Meglio che Callejon 40enne o sottil! per la fascia destra viola penso sia una gran presa…


----------



## Djici (23 Dicembre 2021)

kipstar ha scritto:


> in questa stagione sta deludendo.....


Ma se non li possiamo prendere quando sono al top perché costano troppo (tanto non partecipiamo a nessun duello di mercato) e non li vogliamo quando stanno deludendo allora non ne usciamo.
I giocatori vanno presi proprio quando hanno un calo e credi fortemente in un rilancio psico-fisico.


----------



## Andrea Red&Black (23 Dicembre 2021)

admin ha scritto:


> Mediaset: Ikonè è sbarcato a Firenze per le visite mediche. I Viola verseranno al Lille 15 mln di euro più bonus e una percentuale del 15% sulla futura rivendita.

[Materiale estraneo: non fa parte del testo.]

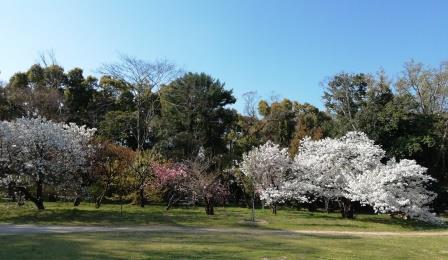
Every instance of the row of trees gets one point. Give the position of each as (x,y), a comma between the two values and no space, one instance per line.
(151,113)
(347,170)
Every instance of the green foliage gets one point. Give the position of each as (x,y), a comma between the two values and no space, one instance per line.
(194,115)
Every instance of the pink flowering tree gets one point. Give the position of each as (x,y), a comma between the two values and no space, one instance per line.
(192,181)
(266,166)
(37,152)
(172,179)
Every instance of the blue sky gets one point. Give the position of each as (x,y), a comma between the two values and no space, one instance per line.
(281,47)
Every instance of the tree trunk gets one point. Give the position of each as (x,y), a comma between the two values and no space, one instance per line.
(77,201)
(327,202)
(99,200)
(347,210)
(274,209)
(171,202)
(253,207)
(39,193)
(38,201)
(209,210)
(142,197)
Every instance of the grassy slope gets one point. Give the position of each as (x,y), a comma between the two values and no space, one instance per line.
(215,245)
(138,245)
(86,214)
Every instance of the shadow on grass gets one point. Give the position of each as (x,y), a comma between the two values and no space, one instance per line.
(155,246)
(407,224)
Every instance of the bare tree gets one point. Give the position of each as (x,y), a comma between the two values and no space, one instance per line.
(47,58)
(250,103)
(428,86)
(143,78)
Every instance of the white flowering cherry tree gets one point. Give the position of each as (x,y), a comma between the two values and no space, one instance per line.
(350,169)
(266,166)
(37,152)
(396,188)
(328,165)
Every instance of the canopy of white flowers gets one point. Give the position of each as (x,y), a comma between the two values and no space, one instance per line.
(350,168)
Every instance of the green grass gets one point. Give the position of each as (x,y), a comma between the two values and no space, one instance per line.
(290,219)
(218,245)
(212,245)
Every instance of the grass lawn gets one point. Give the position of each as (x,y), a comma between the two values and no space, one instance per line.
(212,245)
(86,214)
(217,245)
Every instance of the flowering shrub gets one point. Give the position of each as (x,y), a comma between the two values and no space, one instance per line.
(37,151)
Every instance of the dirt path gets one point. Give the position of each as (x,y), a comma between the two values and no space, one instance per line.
(10,229)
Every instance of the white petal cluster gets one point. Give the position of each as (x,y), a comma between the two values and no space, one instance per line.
(350,167)
(267,166)
(39,150)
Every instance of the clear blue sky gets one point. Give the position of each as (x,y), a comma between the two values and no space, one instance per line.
(285,47)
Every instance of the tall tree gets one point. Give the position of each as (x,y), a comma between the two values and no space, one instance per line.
(194,114)
(142,79)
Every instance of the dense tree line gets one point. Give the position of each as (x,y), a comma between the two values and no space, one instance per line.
(151,118)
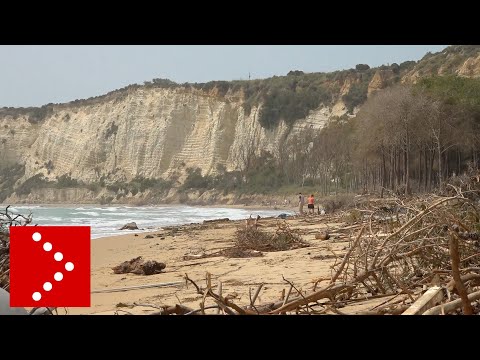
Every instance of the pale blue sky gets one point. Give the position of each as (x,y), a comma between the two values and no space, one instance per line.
(37,75)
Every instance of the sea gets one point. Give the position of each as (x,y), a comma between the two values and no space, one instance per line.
(107,220)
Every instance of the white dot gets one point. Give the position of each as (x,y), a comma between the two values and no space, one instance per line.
(58,276)
(69,266)
(47,286)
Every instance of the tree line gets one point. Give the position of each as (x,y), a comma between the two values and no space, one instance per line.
(405,139)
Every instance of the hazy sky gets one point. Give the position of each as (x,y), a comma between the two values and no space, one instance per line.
(37,75)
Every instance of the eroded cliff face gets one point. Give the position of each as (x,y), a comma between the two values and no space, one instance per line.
(151,133)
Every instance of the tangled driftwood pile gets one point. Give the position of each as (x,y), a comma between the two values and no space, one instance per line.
(139,266)
(421,256)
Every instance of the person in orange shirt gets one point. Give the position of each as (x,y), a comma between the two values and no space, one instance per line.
(311,204)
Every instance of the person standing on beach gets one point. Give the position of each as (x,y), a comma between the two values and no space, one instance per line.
(301,202)
(311,205)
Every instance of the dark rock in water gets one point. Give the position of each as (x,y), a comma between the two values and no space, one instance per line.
(129,226)
(5,308)
(216,220)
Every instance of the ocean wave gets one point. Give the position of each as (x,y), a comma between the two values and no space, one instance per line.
(90,213)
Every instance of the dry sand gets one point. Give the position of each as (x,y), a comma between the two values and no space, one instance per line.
(238,275)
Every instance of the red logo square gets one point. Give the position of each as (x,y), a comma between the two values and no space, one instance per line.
(50,266)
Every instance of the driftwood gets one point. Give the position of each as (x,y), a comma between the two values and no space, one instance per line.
(453,305)
(431,298)
(417,253)
(139,266)
(129,226)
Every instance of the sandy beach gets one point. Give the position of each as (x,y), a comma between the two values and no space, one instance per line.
(178,248)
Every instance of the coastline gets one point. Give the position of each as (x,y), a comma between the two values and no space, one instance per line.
(181,249)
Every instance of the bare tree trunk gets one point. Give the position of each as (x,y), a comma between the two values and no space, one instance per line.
(439,150)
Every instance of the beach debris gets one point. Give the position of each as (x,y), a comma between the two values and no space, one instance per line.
(324,235)
(139,266)
(282,239)
(216,220)
(129,226)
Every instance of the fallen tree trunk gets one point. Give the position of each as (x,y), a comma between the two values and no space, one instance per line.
(451,306)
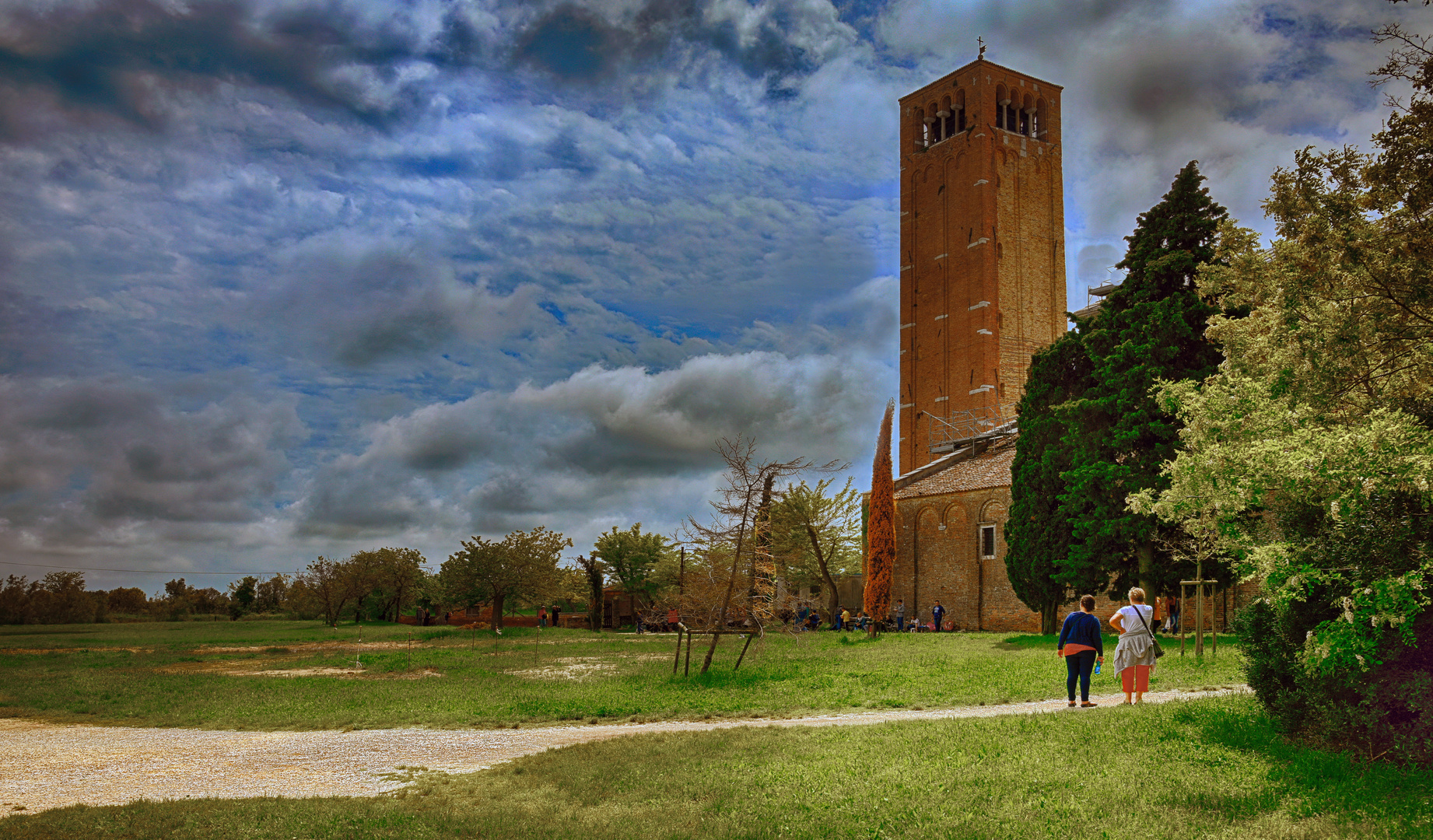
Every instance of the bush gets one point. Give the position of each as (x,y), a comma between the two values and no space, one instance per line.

ottimo upgrade per la Fiorentina, al posto di Callejon. Comunque non è il fenomeno che leggiamo in giro eh, giocatore normale. Certo che con la penuria in quel ruolo che abbiamo starebbe bene anche in rosa da noi ma spero sinceramente in qualcosa di meglio in estate.


----------



## Giangy (23 Dicembre 2021)

admin ha scritto:


> Mediaset: Ikonè è sbarcato a Firenze per le visite mediche. I Viola verseranno al Lille 15 mln di euro più bonus e una percentuale del 15% sulla futura rivendita.


Quelli da prendere dal Lille sarebbero tre... Botman, Sanches, e David. Ma hanno tutti e tre costi abbastanza altini. Ma anche Ikonè non l'avrei di certo schifato.


----------



## Zenos (23 Dicembre 2021)

15 milioni?se la sarebbero data a gambe levate Maldini e lerch


----------



## davidelynch (23 Dicembre 2021)

admin ha scritto:


> Mediaset: Ikonè è sbarcato a Firenze per le visite mediche. I Viola verseranno al Lille 15 mln di euro più bonus e una percentuale del 15% sulla futura rivendita.


L’ho visto giocare 3/4 volte quest’anno e mi ha sempre fatto abbastanza schifo, poi magari ribalta il centrocampo della viola ma per noi vorrei ben altro.


----------



## Lineker10 (23 Dicembre 2021)

admin ha scritto:


> Mediaset: Ikonè è sbarcato a Firenze per le visite mediche. I Viola verseranno al Lille 15 mln di euro più bonus e una percentuale del 15% sulla futura rivendita.


Grande acquisto per la Fiorentina. Con Vlahovic e Nico formano un tridente fortissimo.


----------



## mandraghe (23 Dicembre 2021)

Questo mi sa tanto di Bergwijn 2: quando andò al Tottenham c'erano milanisti che minacciavano gesti inconsulti. Poi si è visto cosa ha combinato lì. Oppure Pepé, strapagato dall'Arsenal, giocatore che in molti mi assicuravano dall'incredibile forza.

Vediamo, per me non è nulla di clamoroso: un'ala che in un campionato come la Ligue 1 non supera i 4 gol a stagione non mi sembra un crack. Poi se esplode complimenti a loro. Ma son sicuro che se l'avessimo preso noi avrei sentito commenti di ben altro tono.


----------



## willcoyote85 (23 Dicembre 2021)

SoloMVB ha scritto:


> Di giocatori da Milan,da vero Milan,ne abbiamo forse 4-5 a stare larghi,quindi Ikone ci sarebbe bene in QUESTO Milan.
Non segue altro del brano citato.